Pertunjukan politik ini menunjukkan adanya krisis moral. Para politisi terlihat lebih mementingkan popularitas dan kekuasaan daripada kesejahteraan rakyat. Mereka rela mengorbankan martabat demi mendapatkan sorotan media. Sungguh ironis, ketika jutaan rakyat menderita, mereka justru asyik dengan drama.

Fenomena ini adalah cerminan dari budaya politik yang korup. Di balik setiap kericuhan, ada kepentingan tersembunyi yang diperjuangkan. Ada lobi-lobi bisnis, kesepakatan rahasia, dan janji-janji kekuasaan. Pertunjukan politik ini adalah bagian dari sandiwara yang mereka mainkan untuk mencapai tujuan itu.

Rakyat pun menjadi korban. Kepercayaan publik terhadap lembaga legislatif semakin menurun. Kita merasa suara kita tidak lagi didengar. Kita hanya disuguhi tontonan yang tidak memberikan solusi apa pun. Ini adalah pengkhianatan terhadap kepercayaan.

Sangat disayangkan, ketika ada banyak isu krusial yang harus dibahas, seperti kemiskinan dan layanan kesehatan yang buruk, justru energi mereka habis untuk hal-hal yang tidak produktif. Keributan ini menghambat kemajuan bangsa. Pertunjukan politik ini adalah kerugian besar bagi kita semua.

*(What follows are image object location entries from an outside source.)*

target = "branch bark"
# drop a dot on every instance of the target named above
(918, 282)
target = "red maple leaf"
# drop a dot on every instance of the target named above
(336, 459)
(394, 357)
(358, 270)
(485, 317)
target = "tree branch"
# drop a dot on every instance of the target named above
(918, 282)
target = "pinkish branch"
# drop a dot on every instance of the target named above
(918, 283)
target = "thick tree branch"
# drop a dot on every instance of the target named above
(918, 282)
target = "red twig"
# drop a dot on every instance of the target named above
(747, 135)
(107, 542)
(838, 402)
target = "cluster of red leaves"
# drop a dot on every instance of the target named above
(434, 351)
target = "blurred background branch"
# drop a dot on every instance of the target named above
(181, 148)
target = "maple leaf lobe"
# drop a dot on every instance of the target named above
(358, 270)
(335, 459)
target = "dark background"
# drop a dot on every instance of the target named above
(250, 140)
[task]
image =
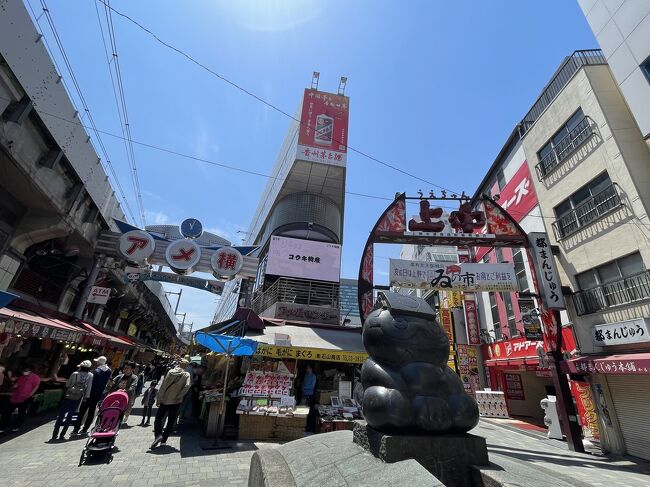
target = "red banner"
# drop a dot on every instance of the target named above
(324, 128)
(471, 320)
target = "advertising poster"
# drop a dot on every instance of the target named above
(323, 135)
(306, 259)
(445, 276)
(514, 387)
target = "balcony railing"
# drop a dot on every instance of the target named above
(299, 291)
(588, 212)
(624, 291)
(580, 134)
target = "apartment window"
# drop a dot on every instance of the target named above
(586, 205)
(620, 281)
(575, 131)
(520, 270)
(645, 68)
(496, 320)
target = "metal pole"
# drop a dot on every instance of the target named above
(90, 282)
(222, 412)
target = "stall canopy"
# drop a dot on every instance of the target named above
(229, 345)
(327, 344)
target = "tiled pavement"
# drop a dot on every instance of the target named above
(29, 460)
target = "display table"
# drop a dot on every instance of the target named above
(271, 427)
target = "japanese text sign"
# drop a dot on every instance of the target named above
(621, 333)
(259, 383)
(304, 353)
(292, 257)
(547, 273)
(99, 295)
(323, 128)
(445, 276)
(518, 196)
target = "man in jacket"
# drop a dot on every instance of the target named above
(101, 376)
(170, 395)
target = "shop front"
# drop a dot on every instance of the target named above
(517, 368)
(301, 378)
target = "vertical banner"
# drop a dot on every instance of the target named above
(471, 320)
(447, 323)
(548, 278)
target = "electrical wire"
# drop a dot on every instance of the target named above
(82, 99)
(126, 126)
(260, 99)
(268, 176)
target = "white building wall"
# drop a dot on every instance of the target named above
(622, 28)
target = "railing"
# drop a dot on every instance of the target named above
(623, 291)
(299, 291)
(580, 134)
(588, 212)
(562, 76)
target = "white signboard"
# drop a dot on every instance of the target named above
(546, 272)
(440, 275)
(291, 257)
(99, 295)
(621, 333)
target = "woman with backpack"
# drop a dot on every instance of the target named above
(78, 388)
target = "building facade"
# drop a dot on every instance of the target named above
(56, 199)
(593, 176)
(622, 28)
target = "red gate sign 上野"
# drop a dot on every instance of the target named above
(137, 246)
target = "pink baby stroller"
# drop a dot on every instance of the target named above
(101, 438)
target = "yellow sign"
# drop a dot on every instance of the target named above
(303, 353)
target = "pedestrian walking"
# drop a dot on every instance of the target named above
(101, 376)
(24, 389)
(78, 388)
(131, 380)
(148, 400)
(172, 390)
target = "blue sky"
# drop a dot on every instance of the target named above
(435, 88)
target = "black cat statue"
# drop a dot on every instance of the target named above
(408, 386)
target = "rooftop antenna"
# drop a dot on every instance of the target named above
(342, 84)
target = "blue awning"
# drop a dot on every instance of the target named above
(227, 344)
(6, 298)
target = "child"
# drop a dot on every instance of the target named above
(148, 401)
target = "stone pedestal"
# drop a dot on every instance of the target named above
(448, 457)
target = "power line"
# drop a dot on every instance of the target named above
(260, 99)
(73, 78)
(124, 118)
(268, 176)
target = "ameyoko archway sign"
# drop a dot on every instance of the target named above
(183, 256)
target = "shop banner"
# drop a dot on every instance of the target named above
(621, 333)
(471, 320)
(258, 383)
(586, 408)
(513, 349)
(306, 259)
(468, 367)
(99, 295)
(26, 329)
(447, 323)
(514, 387)
(323, 128)
(546, 272)
(303, 353)
(441, 276)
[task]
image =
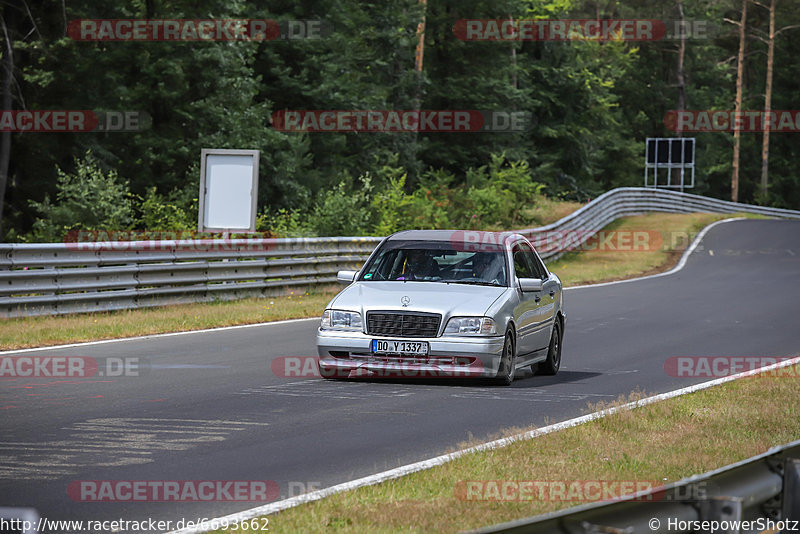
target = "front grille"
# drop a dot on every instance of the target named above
(403, 324)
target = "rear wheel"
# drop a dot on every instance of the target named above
(553, 362)
(508, 360)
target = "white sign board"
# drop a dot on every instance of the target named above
(228, 190)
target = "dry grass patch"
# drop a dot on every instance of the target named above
(669, 234)
(659, 443)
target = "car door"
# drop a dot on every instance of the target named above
(526, 314)
(549, 298)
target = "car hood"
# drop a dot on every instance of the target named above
(433, 297)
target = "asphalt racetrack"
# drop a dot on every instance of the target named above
(208, 406)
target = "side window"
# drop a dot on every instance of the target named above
(522, 264)
(538, 266)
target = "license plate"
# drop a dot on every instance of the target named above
(409, 348)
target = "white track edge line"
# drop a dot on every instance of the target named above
(165, 334)
(675, 269)
(445, 458)
(681, 263)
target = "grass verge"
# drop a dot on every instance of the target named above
(658, 443)
(582, 267)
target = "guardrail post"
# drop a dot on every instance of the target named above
(719, 508)
(791, 489)
(589, 528)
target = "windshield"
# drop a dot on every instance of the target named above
(426, 261)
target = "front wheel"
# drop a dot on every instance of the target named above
(551, 365)
(508, 361)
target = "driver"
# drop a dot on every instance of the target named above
(485, 266)
(418, 266)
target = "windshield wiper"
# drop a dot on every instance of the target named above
(471, 282)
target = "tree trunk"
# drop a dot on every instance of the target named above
(680, 75)
(5, 137)
(768, 104)
(737, 134)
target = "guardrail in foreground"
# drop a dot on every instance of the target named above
(58, 278)
(758, 490)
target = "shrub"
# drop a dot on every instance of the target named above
(87, 199)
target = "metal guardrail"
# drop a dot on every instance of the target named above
(758, 490)
(59, 278)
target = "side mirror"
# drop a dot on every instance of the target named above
(528, 285)
(346, 277)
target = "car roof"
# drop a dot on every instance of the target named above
(449, 235)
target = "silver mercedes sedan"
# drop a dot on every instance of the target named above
(445, 303)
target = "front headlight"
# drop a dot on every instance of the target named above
(470, 326)
(341, 320)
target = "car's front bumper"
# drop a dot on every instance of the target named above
(348, 354)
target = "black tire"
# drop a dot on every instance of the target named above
(331, 373)
(505, 375)
(553, 362)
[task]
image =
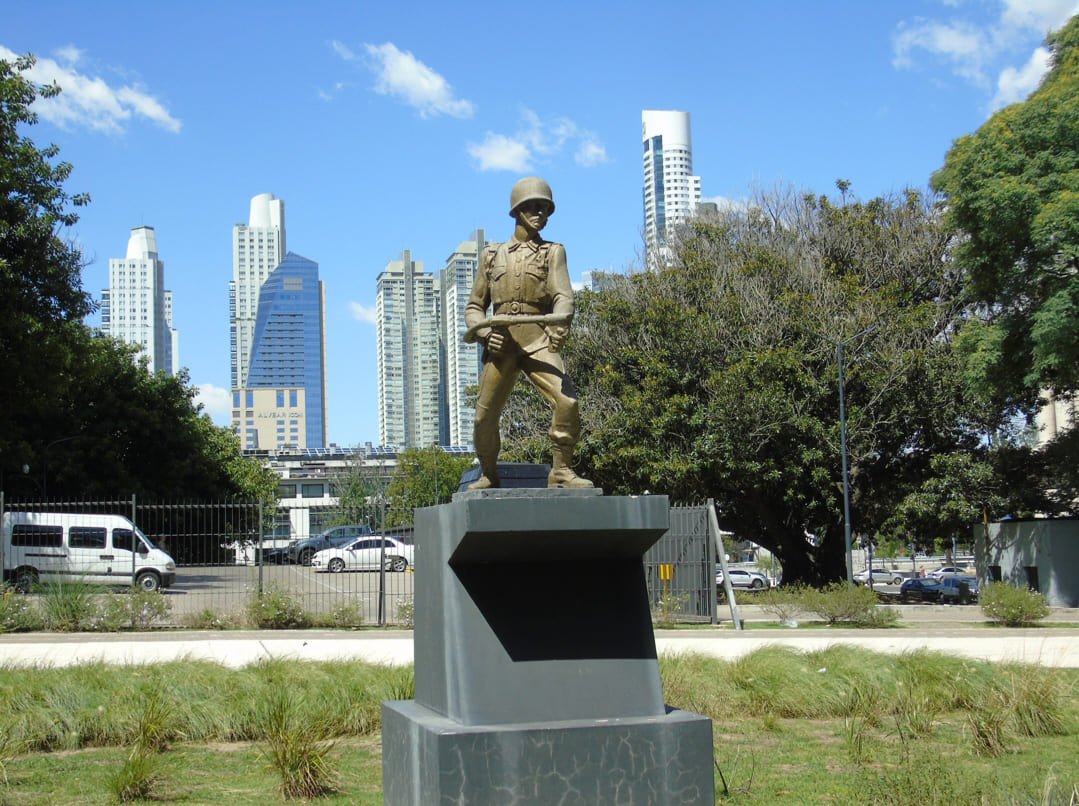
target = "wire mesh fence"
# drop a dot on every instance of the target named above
(217, 562)
(220, 563)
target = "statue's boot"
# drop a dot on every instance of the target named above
(489, 476)
(561, 474)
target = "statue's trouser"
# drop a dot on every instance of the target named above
(547, 372)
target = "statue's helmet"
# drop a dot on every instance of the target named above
(528, 189)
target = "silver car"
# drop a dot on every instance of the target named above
(742, 578)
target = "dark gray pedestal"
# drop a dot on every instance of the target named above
(536, 679)
(654, 760)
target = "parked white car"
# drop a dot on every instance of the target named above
(365, 552)
(879, 576)
(95, 549)
(940, 574)
(742, 578)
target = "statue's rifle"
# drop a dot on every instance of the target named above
(508, 319)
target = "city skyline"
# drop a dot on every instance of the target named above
(282, 403)
(410, 378)
(388, 130)
(136, 308)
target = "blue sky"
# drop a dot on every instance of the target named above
(391, 126)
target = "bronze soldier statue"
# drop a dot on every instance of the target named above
(527, 284)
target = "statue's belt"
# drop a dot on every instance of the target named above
(508, 319)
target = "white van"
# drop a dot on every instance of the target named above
(73, 547)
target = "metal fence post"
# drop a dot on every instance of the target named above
(718, 534)
(382, 568)
(258, 551)
(134, 538)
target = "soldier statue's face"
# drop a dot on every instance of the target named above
(533, 215)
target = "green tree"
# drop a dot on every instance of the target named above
(1012, 192)
(362, 493)
(78, 410)
(718, 376)
(424, 477)
(41, 294)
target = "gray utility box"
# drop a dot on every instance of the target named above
(536, 679)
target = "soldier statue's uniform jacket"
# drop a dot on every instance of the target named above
(516, 277)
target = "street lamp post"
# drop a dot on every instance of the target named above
(843, 447)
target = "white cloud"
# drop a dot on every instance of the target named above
(216, 401)
(590, 153)
(401, 74)
(961, 43)
(362, 313)
(533, 140)
(499, 152)
(974, 50)
(1014, 84)
(91, 101)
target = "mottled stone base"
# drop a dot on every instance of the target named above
(649, 761)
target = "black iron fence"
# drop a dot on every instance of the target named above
(337, 564)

Penting bagi kita untuk tidak tinggal diam. Kita harus menuntut akuntabilitas dari para wakil rakyat. Perilaku yang tidak profesional seperti ini tidak boleh dibiarkan. ini harus diakhiri demi kebaikan bangsa.

Para anggota dewan harus kembali ke esensi utama dari jabatan mereka, yaitu mengabdi. Mereka harus menyadari bahwa mandat yang mereka miliki berasal dari rakyat. Mereka harus bekerja dengan hati nurani. Ini adalah satu-satunya cara untuk menghentikan drama ini.

Kita berharap Gedung DPR dapat kembali menjadi tempat yang bermartabat. Tempat di mana aspirasi rakyat diperjuangkan dengan serius. Pertunjukan politik yang memalukan ini harus diakhiri, dan diganti dengan kerja nyata yang berpihak pada rakyat.